Let’s Go Zero has more than 1,200 UK schools, colleges and nurseries signed up so far, all sharing the goal to be zero carbon by 2030. It represents over 104,000 teachers and nearly 620,000 pupils.

Let's Go Zero was invited to input to the strategy and while they recognise that it includes several steps in the right direction, it does not go anywhere near far enough, fast enough in the face of a climate emergency.

Harriet Lamb, CEO of climate charity Ashden which leads the Let’s Go Zero campaign, says: “We welcome many aspects of this strategy, including our suggestions that every school have a Climate Action Plan, a Sustainability Lead, and include sustainability and climate change in teacher training. But providing schools with the means to decarbonise quickly was glaringly absent in the strategy.”

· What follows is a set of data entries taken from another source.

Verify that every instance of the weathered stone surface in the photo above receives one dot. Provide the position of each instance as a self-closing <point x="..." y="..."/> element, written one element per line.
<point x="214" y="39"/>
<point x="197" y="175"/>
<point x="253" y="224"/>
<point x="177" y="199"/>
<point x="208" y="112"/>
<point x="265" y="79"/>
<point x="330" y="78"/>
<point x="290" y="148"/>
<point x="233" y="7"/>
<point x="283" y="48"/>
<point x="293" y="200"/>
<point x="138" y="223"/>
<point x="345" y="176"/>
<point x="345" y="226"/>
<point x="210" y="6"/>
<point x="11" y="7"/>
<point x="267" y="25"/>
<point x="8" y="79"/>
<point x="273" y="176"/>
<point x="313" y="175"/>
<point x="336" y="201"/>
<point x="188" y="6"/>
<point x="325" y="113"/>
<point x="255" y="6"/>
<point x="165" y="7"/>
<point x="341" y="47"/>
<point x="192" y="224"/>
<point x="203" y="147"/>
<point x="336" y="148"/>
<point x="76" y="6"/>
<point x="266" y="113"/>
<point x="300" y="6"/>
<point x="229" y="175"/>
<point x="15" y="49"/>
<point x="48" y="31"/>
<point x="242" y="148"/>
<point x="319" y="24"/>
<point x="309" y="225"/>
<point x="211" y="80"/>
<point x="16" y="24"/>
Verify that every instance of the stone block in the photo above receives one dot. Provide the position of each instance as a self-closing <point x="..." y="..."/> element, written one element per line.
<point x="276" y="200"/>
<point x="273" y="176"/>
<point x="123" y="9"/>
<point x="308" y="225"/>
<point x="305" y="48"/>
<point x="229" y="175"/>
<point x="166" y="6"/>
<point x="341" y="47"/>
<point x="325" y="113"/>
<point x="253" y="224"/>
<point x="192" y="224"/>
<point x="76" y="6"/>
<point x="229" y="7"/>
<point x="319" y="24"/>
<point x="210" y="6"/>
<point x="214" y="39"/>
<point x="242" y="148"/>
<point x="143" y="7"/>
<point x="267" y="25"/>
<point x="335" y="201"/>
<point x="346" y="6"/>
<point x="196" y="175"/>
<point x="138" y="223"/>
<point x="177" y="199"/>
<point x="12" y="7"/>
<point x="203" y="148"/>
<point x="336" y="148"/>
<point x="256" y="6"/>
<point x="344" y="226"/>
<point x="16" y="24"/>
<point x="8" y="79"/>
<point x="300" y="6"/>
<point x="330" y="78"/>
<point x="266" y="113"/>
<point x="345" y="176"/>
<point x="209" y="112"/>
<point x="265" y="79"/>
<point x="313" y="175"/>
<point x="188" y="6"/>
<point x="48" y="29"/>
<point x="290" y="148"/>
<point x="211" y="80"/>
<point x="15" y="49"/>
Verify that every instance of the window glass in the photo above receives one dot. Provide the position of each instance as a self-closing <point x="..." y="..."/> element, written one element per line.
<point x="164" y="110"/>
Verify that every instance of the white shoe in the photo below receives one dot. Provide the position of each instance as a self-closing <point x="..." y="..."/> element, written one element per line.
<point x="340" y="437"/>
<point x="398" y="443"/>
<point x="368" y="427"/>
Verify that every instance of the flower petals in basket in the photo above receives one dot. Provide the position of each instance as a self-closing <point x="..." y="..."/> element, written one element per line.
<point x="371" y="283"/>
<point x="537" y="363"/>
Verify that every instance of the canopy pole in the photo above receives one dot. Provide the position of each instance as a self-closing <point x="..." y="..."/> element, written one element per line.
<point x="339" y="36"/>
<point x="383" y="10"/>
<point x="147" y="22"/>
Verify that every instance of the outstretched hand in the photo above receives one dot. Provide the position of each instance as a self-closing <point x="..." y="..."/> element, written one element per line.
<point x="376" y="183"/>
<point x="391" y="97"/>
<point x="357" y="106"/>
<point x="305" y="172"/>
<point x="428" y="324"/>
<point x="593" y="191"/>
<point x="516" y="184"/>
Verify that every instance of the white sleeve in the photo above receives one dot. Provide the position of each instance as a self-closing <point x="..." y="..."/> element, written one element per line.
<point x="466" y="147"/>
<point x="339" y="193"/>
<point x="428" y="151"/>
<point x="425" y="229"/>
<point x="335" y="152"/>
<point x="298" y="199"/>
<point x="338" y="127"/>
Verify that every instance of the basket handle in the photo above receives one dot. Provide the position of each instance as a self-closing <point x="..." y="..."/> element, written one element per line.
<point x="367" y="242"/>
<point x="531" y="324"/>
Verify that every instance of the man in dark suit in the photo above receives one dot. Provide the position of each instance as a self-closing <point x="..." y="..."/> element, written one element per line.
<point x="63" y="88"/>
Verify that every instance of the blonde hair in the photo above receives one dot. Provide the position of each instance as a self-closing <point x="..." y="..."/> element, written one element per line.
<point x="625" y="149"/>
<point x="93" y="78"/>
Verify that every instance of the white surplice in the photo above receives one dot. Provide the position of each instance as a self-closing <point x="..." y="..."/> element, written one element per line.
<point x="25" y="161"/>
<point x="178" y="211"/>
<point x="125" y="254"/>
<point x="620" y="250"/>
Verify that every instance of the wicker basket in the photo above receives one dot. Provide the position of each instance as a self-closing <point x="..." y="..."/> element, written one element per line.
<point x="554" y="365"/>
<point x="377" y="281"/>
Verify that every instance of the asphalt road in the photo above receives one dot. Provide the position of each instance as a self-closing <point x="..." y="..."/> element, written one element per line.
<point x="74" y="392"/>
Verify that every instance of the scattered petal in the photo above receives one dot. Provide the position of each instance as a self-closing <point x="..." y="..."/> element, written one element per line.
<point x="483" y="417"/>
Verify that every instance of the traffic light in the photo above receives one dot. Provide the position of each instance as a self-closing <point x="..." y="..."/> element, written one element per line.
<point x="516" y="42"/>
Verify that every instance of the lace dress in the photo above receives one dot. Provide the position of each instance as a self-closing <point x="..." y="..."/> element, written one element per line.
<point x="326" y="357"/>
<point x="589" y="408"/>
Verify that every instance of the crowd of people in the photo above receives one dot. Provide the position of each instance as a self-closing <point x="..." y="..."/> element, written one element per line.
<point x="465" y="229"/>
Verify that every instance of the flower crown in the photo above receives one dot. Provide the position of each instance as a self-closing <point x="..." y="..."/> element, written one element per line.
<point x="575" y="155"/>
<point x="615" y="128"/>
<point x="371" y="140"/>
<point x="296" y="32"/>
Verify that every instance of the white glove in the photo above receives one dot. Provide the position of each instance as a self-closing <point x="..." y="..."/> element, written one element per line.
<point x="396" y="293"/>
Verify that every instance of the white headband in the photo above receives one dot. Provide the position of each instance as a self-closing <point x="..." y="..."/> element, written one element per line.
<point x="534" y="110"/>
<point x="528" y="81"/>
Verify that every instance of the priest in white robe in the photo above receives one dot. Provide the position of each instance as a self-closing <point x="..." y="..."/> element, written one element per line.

Let's Go Zero want the Department of Education to commit to other key policies, including an urgent retrofit of the school estate and to commit to all schools being zero carbon by 2030.

“We must invest now in a national programme to retrofit the nation’s schools. Providing adequate funding for action now will save hard-pressed school budgets as fuel prices are sky rocketing, boost local businesses, create new jobs, and support the government’s net zero and levelling-up targets,” continues Lamb.